There's a story to every book, Buchmann said. "Nightly Crossings" started out as a poem he wrote to a former student.
"She was on her way to college, and she was kind of scared and nervous," Buchmann said. "So I wrote her a couple poems, just to cheer her up."
When the student told Buchmann "Nightly Crossings" was her favorite, he decided to turn it into a book. In a post-apocalyptic setting caused by a natural disaster, a teacher and a student have to travel across the country.
"They're in a land that's been completely wiped out. They start walking at night, but by the end of the story you realize that the 'nightly crossing' was crossing from who you were, to who you were meant to be. We think we know who we are, and then you gotta go through that wilderness. And when you come out of that wilderness, you're not the same person. You're a better person, if you're paying attention."
Buchmann said he and his wife have traveled across the country, in part to explore lands where his books are set.
"When you get that close to the country, it becomes a part of you. And so I work really hard to make the land as much of a character as my characters," said Buchmann.
He grew up on a sugar beet farm in Moses Lake.

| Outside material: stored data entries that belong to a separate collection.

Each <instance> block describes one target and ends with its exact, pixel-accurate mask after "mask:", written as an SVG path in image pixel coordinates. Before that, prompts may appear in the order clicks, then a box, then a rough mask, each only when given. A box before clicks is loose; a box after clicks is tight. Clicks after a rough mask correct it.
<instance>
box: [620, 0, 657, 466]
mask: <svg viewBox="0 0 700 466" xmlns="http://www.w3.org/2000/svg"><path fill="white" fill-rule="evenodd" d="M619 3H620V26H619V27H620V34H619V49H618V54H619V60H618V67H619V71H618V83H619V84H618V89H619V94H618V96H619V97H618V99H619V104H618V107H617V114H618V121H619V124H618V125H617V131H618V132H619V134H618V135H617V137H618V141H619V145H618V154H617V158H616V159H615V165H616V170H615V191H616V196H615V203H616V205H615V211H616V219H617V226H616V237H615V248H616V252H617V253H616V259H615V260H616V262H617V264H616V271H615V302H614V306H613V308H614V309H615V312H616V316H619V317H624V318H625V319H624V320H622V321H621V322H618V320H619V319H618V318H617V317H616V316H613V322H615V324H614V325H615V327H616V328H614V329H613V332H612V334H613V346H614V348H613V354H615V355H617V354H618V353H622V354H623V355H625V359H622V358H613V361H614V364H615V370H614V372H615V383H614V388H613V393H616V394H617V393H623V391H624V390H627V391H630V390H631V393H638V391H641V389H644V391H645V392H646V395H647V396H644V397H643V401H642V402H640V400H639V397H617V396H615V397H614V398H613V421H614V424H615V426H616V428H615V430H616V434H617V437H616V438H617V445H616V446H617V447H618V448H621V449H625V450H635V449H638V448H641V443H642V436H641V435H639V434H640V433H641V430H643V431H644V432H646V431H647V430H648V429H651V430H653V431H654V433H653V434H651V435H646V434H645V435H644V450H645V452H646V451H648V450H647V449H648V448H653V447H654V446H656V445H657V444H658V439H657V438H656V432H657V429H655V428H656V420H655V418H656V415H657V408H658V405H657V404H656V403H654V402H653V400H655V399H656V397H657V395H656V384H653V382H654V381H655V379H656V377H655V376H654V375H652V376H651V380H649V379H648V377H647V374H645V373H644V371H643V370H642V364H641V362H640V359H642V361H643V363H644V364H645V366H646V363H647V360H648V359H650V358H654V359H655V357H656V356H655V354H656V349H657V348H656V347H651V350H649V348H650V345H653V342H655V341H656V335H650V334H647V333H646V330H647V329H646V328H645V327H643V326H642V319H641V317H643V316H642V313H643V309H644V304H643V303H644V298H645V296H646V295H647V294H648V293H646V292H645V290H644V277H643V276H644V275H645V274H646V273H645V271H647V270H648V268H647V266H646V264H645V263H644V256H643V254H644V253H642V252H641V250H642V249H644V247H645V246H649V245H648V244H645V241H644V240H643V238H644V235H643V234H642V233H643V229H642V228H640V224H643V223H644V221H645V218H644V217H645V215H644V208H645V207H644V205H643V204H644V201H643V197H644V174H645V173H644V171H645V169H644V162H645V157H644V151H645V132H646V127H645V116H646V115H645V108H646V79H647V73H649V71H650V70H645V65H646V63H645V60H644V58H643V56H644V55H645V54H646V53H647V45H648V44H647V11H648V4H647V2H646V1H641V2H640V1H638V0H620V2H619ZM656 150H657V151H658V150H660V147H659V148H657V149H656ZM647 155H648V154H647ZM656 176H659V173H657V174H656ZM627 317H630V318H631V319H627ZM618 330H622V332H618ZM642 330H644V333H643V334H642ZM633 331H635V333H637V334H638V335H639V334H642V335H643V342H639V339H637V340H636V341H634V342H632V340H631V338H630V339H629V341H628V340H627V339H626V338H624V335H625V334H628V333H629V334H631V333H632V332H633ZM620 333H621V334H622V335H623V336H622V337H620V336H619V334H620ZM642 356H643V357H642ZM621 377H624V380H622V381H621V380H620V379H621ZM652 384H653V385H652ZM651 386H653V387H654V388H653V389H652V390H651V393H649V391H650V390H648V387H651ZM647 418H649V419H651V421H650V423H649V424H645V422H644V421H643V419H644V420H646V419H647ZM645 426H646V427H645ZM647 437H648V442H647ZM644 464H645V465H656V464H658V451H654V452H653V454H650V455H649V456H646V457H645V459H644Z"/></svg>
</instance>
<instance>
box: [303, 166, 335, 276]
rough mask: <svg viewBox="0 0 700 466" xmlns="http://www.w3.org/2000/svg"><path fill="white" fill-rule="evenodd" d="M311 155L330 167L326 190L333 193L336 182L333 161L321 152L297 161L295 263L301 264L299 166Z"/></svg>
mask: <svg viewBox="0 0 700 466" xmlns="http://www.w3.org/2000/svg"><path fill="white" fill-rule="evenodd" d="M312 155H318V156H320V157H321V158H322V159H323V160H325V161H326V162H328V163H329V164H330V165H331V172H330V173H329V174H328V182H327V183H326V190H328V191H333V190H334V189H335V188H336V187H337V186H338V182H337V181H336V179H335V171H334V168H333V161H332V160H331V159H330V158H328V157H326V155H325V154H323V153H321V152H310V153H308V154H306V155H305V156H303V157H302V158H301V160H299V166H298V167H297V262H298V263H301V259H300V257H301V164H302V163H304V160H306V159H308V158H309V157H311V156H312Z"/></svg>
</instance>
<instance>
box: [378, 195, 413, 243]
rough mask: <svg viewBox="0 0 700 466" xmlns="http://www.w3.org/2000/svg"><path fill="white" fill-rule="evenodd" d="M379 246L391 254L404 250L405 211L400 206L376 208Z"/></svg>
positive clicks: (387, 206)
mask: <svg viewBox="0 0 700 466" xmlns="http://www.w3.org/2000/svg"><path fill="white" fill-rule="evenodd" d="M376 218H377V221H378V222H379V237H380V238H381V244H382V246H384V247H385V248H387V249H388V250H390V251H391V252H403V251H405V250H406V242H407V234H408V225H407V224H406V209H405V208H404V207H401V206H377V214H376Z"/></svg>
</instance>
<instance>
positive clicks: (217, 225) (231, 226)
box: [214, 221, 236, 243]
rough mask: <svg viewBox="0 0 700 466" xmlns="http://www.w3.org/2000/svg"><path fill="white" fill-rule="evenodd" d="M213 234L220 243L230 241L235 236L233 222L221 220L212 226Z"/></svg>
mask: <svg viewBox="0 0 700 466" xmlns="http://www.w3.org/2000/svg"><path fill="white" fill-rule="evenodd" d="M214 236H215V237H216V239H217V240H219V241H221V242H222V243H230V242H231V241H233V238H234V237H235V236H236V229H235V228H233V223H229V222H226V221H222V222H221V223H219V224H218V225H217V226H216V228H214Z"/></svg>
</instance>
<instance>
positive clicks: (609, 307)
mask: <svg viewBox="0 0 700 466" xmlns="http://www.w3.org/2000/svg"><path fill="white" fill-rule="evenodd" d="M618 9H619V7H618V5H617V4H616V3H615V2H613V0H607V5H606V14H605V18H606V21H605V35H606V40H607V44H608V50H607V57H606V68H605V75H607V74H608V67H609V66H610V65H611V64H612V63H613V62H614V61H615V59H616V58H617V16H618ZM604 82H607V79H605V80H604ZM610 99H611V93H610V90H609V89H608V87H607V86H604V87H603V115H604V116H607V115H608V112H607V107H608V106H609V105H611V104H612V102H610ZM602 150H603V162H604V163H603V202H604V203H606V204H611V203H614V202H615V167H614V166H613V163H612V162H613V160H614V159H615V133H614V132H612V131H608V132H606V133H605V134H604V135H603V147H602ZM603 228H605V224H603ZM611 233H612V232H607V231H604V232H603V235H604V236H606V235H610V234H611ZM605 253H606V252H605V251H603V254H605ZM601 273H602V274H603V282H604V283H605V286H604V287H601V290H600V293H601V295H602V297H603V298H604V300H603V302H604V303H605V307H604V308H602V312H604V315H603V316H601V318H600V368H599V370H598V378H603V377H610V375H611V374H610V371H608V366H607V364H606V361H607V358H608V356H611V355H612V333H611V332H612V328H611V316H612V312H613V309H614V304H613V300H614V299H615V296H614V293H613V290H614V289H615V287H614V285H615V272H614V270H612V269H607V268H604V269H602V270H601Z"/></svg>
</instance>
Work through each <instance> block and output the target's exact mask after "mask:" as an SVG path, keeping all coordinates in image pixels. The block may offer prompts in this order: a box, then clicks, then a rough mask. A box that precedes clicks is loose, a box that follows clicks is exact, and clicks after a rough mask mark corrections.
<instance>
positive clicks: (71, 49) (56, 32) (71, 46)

"I knew every pheasant that was born, and all the quail and all those little bugs, and they make their way into my poetry," Buchmann said. "In the last couple of months, that's about all I've written, is poetry. I have a collection of poems out, and I'm going to have to put another one out. But I'm a storyteller. Sometimes you put an 'I' in there, and sometimes you put a 'he' in there. You just masquerade what's really going on in your life."